Bauernblatt für Schleswig-Holstein und Hamburg

Autor Dr. agr. Hans Peter Stamp

Logisch?

Für Schleswig-Holstein hatte der Anbau von sogenanntem Bt-Mais bisher keine praktische Bedeutung. Damit ist auch die jüngst von der grünen Ministerin Fischer verhängte Aussetzung der Zulassung für die Novartis-Sorte "Windsor" für unsere Landwirtschaft kein großes Problem. Und dennoch geht von dieser politischen Entscheidung, von der Novartis sagt, sie sei wissenschaftlich nicht nachvollziehbar, eine überall zur Kenntnis zu nehmende Signalwirkung aus. In den Jahren 1997, 1998, und 1999 wurde die bisher zugelassene Sorte mit einem Flächenumfang von wenigen hundert Hektar angebaut. Ziel dieses Anbaus war es, unter Freilandbedingungen einen zusätzlichen Erkenntnisgewinn zu erzielen. Novartis spricht jetzt davon, dass das Anbauverbot zum Stillstand der Begleitforschung in Deutschland führe. Die bisherigen Daten belegten eindeutig, und das sagt nicht nur Novartis, die Einsparungen insbesondere bei Pflanzenschutzmitteln und Treibstoff.

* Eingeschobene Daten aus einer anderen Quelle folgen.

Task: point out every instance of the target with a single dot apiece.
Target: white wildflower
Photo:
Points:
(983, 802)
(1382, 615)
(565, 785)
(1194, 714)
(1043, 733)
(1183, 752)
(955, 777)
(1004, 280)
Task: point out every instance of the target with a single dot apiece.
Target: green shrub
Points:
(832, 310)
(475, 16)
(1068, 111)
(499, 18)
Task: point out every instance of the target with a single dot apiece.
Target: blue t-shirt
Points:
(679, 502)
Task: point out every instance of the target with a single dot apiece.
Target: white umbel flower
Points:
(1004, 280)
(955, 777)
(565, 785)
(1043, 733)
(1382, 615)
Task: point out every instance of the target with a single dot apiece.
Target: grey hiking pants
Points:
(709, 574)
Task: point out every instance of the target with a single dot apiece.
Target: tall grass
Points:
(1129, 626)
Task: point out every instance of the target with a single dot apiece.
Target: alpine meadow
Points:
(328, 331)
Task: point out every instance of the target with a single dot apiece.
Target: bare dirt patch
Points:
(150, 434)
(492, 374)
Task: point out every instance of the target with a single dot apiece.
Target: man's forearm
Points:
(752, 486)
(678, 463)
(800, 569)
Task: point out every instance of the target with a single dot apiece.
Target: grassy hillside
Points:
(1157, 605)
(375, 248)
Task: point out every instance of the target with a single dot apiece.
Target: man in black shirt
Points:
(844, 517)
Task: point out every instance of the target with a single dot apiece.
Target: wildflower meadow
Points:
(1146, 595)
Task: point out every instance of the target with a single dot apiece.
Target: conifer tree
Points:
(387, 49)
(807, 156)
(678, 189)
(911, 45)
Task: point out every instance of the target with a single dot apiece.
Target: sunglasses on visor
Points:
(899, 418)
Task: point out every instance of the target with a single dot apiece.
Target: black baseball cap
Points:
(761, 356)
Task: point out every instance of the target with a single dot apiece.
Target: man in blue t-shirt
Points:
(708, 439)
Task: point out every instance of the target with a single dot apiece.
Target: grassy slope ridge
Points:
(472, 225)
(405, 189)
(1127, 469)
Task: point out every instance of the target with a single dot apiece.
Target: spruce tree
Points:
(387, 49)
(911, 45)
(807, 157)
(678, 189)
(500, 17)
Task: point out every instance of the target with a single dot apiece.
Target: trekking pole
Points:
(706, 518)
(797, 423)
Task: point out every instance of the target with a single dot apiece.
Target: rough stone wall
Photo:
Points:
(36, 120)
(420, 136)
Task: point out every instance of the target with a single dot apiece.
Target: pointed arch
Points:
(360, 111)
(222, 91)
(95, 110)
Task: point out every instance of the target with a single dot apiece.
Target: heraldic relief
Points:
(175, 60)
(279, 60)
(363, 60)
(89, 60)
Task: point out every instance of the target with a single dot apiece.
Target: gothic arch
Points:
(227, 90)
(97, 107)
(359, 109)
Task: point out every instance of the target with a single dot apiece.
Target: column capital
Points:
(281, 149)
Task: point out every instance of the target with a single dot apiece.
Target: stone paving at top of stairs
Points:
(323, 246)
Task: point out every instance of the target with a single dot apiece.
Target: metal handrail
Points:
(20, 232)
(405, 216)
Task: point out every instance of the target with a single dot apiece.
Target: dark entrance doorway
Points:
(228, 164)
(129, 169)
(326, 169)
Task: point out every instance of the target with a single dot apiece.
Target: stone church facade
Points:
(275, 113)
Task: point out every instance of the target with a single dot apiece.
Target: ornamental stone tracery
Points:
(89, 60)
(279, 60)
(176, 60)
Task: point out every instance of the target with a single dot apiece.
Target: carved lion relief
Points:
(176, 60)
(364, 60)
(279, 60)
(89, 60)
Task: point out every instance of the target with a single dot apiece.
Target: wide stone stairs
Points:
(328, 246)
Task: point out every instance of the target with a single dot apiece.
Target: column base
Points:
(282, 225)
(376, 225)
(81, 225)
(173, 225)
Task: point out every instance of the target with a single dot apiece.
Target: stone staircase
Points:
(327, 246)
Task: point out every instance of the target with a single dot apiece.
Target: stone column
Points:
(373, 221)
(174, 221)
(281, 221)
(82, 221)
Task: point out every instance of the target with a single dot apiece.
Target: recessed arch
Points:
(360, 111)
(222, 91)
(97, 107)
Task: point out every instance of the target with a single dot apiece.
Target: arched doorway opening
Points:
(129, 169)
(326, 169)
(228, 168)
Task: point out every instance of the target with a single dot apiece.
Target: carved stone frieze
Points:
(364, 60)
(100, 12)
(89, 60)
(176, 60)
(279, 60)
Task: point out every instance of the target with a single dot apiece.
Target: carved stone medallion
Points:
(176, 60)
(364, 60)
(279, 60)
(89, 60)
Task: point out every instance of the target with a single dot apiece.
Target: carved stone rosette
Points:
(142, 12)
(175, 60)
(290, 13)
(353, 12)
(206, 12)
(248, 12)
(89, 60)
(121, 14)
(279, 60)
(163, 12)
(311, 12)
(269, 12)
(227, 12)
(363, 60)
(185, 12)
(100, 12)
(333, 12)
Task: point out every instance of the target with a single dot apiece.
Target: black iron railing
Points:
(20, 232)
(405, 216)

Die Ministerin hatte geltend gemacht, die Gesundheitsrisiken seien noch nicht abschließend geprüft, und aus dem anderen von den Grünen geführten Ministerium (dem für Umwelt) hieß es, es sei die Notbremse vor der endgültigen Zulassung durch das Bundessortenamt gezogen worden. Soweit sind wir also, es liegen alle Voraussetzungen für eine Zulassung vor, die zuständige Behörde steht unmittelbar vor der Entscheidung, die grüne Ministerin aber zieht die "Notbremse". In Fachkreisen nimmt man an, dass es wieder um das schon in der Vergangenheit strapazierte angebliche Risiko einer Zunahme von Antibiotika-Resistenzen beim Menschen geht.

Wie steht es wirklich um dieses Risiko? Abgesehen davon, dass die wenigen 100 ha in Deutschland im Vergleich zu 20000 ha europaweit und vor dem Hintergrund noch weit größerer Importmengen von Futtermitteln aus den USA praktisch nicht ins Gewicht fallen würden, wird das Risiko von den Kritikern auch falsch beschrieben. Das Risiko der Bildung von Antibiotika-Resistenzen gibt es zwar wirklich, es ist aber kein spezifisches Risiko der gentechnisch veränderten Maissorte Windsor. Alle vorliegenden Erkenntnisse sprechen nämlich dafür, dass die Gene der Maiskörner ihre genetische Funktionsfähigkeit durch Verdauungsvorgänge bereits verloren haben, wenn sie im Darm dorthin gelangen, wo Kritiker den Übergang auf Darmbakterien vermuten. Und selbst wenn sie einmal in genetisch funktionsfähiger Form dorthin kommen sollten, spricht wenig dafür, dass dieses "Überspringen" tatsächlich geschehen würde. Wichtiger als diese beiden Erkenntnisse ist aber noch etwas anderes: Bakterien mit Resistenzen gegen alle möglichen Antibiotika gibt es überall, wo es Bakterien gibt. Dazu bedarf es überhaupt keiner Gene aus dem Bt-Mais. Deshalb ist auch das Vorhandensein von resistenten Bakterien zwar eine überall vorhandene Voraussetzung nicht aber der eigentliche Grund für die Entstehung von resistenten Stämmen. Da es die in Frage stehenden Bakterien sowieso überall gibt, kommt es auf einen anderen Umstand viel mehr an. Resistente Stämme, die dem Menschen gefährlich werden können, entstehen bevorzugt dadurch, dass Bakterien vom Patienten mit einem Antibiotikum bekämpft werden und dabei die eher widerstandsfähigen übrig bleiben und sich erneut stark vermehren. Man kann es ganz schlicht so sagen: Der Hauptgrund für die Entstehung von resistenten Stämmen ist darin zu sehen, dass Menschen das ihnen verordnete Antibiotikum nach dem Motto "möglichst wenig Chemie" früher absetzen als es der Arzt verordnet hat. Wenn sie dann, obgleich sie sich womöglich zunächst gut fühlen, einen Rückschlag bekommen, werden sie zur Vermehrungsstätte einer Bakterienflora, die mit Resistenten angereichert ist. Sie werden zur Zuchtstätte resistenter Stämme, was sich u.a. darin auswirkt, dass bei der Bekämpfung eines Rückschlages üblicherweise das Antibiotikum gewechselt wird. Den von einem solchen Patienten angesteckten Menschen sieht der Arzt dies jedoch nicht so ohne weiteres an, und das ist die eigentliche Gefahr.